My wife and I managed to crawl out of bed at around 4 am to watch the opening ceremony of the Olympic Games. It had already started, and by the time we joined the billion or so people watching, the show was celebrating the NHS. We missed the Green and Pleasant Land, the Dark Satanic Mills, the Forging of the Olympic Rings, and – worst of all! – the Queen and James Bond parachuting. No matter, we watched the rest, letting ourselves ride along with the slightly manic fun of it all (I don’t know what non-Brits made of it; I’m British but I’ve been out of the country for nigh on 40 years and found a good number of the references quite baffling). We patiently watched as all the country teams filed into the stadium, commenting on costumes and trying to guess which would be the next country, listened politely to the various speeches and Olympic oaths, until we finally got to the lighting of the Olympic flame, or should I say Olympic cauldron.
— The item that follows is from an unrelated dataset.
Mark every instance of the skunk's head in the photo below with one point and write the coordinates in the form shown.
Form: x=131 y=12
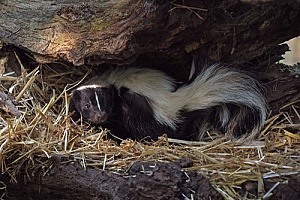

We had vaguely followed the discussions on who might be the person honoured to light the flame, but I must say I was deeply touched by the – very Olympic – decision  to go for inclusion, to have the honour shared between seven athletes. And not just shared, but shared by young, promising athletes each chosen by a respected past Olympian.  It gave real meaning to the Games’s slightly cheesy motto Inspire a Generation. And that cauldron! That is truly a beautiful piece of design. It was breathtaking to watch those seven initial flames spread and spread in ever smaller circles until all 204 flames were lit. But I’m always stirred by design with a deeper meaning, and I loved this idea of 204 separate flames, each representing a nation competing in the Games, once lit slowly coming together as one flame: we compete individually, but we are one world.






P.S. For those of you interested in design, Thomas Heatherwick, the designer of the Olympic cauldron, also designed the UK Pavilion at the 2010 Shanghai Expo, the so-called Seed Cathedral. I had to visit the Expo as part of my work. Much of it I found dreary and superficial. The UK pavilion was one of the few that made the experience worthwhile.